La présentation d’une candidate portant le foulard sur la liste aux régionales dans le Vaucluse a aussi secoué les rangs. Beaucoup n’ont pas accepté que l’organisation, jusqu’alors toujours porteuse d’une laïcité et d’un féminisme militants, se fasse représenter par une candidate affichant ses convictions religieuses. « De gros départs ont eu lieu après », souligne M. Grond. Le congrès devrait encore voir partir quelques figures qui avaient rejoint le NPA, comme Leila Chadli, animatrice du collectif L’appel et la pioche, ou le syndicaliste Yann Cochin.

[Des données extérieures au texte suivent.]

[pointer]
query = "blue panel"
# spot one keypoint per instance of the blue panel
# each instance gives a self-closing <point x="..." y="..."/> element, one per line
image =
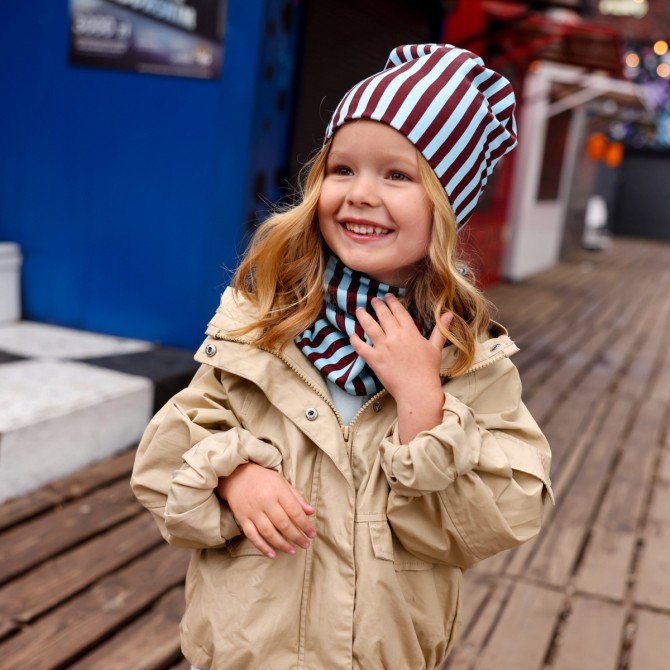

La direction fait le gros dos. Elle est affaiblie en interne, avec une majorité difficile à trouver et une contestation de la centralisation des décisions. Elle jure cependant que le « ressac » est derrière elle. Le NPA est désormais présenté comme « le premier pas » du regroupement anticapitaliste souhaité. Olivier Besancenot devrait lancer un appel public pour une « candidature de rassemblement anticapitaliste » visant à attirer des personnalités du mouvement social.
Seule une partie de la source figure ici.